Egwene lay for a long moment recovering before standing and embracing the Source. She wove lines of Air to lift the unresponsive Forsaken, then shifted both herself and the woman back to the upper floors of the Tower.

Women turned toward her with a start. The hallway here was strewn with rubble, but everyone Egwene saw was one of hers. The Wise Ones, spinning on her. Nynaeve picking through some rubble.
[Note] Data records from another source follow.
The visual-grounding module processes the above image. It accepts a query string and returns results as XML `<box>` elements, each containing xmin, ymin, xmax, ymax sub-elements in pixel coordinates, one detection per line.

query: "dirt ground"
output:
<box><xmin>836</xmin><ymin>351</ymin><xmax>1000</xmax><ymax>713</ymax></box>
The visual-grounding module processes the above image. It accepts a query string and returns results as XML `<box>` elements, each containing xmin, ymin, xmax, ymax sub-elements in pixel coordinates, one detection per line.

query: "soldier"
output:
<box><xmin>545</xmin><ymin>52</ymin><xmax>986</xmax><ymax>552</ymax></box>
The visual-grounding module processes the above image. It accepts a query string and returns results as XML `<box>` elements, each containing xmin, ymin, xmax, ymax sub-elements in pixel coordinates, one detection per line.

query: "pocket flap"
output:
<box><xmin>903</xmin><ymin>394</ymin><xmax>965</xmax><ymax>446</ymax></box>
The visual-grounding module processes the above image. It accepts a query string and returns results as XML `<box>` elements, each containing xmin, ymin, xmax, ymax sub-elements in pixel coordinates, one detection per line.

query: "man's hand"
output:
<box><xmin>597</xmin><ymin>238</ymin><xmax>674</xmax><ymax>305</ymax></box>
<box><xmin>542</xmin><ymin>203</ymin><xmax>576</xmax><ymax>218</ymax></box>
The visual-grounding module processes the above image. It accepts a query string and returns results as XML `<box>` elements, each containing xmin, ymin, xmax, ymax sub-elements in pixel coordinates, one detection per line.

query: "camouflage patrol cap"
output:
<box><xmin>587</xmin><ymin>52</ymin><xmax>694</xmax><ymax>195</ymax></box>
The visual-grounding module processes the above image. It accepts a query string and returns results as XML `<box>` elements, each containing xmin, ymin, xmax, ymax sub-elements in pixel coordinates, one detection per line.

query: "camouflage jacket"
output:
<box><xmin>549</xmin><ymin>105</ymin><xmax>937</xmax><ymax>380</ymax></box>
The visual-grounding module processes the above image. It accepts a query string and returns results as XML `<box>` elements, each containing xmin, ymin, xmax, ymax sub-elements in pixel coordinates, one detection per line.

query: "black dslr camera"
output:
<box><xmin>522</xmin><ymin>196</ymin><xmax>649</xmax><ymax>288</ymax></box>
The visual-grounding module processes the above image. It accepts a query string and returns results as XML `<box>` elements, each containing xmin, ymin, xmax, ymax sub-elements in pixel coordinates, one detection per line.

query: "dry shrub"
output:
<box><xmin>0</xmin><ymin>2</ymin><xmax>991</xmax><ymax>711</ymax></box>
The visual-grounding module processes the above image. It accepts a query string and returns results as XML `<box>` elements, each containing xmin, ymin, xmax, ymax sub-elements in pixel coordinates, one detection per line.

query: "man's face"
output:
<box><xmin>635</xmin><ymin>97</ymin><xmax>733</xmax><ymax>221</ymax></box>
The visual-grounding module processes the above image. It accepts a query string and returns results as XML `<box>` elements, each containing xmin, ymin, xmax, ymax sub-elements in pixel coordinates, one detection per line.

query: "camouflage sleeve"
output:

Siuan and Leane, the latter bearing several blackened cuts on her face, but looking strong.

“Mother,” Siuan said with relief. “We had feared…”

“Who is that?” Melaine asked, walking up to Mesaana, hanging limply in the weaves of Air and staring at the ground. The woman cooed suddenly, like a child, eyes watching a bit of burning fire on the remnants of a tapestry.

“It is her,” Egwene said, tired. “Mesaana.”

Melaine turned to Egwene, eyes wide with surprise.

“Light!” Leane exclaimed. “What have you done?”

“I have seen this before,” Bair said, inspecting the woman. “Sammana, a Wise One Dreamer from my youth. She encountered something in the dream that broke her mind.” She hesitated. “She spent the rest of her days in the waking world drooling, and needing her linen changed. She never spoke again, at least nothing more than the words of a babe who can barely walk.”

“Perhaps it is time to stop thinking of you as an apprentice, Egwene al’Vere,” Amys said.

Nynaeve stood with hands on hips, looking impressed but still clinging to the Source. Her braid was full length again in the dream. “The others have gone,” she said.

“Mesaana ordered them to flee,” Egwene said.

“They couldn’t have gone far,” Siuan said. “That dome is still there.”

“Yes,” Bair said. “But it is time for this battle to end. The enemy has been defeated. We will speak again, Egwene al’Vere.”

Egwene nodded. “I agree on both points. Bair, Amys, Melaine, thank you for your much-needed aid. You have gained much ji in this, and I am in your debt.”

Melaine eyed the Forsaken as Egwene sent herself out of the dream. “I believe it is us, and the world itself, who are in your debt, Egwene al’Vere.”

The others nodded, and as Egwene faded from Tel’aran’rhiod, she heard Bair muttering, “Such a shame she didn’t return to us.”

Perrin ran through crowds of terrified people, in a burning city. Tar Valon. Aflame! The very stones burned, the sky a deep red. The ground trembled, like a wounded buck kicking as a leopard bled its neck. Perrin stumbled as a chasm opened before him, flames blazing upward, singeing the hairs on his arms.

People screamed as some fell into the terrible rift, burning away into nothing. Bodies suddenly littered the ground. To his right, a beautiful building with arched windows began to melt, the rock turning liquid, lava bleeding from between stones and out of openings.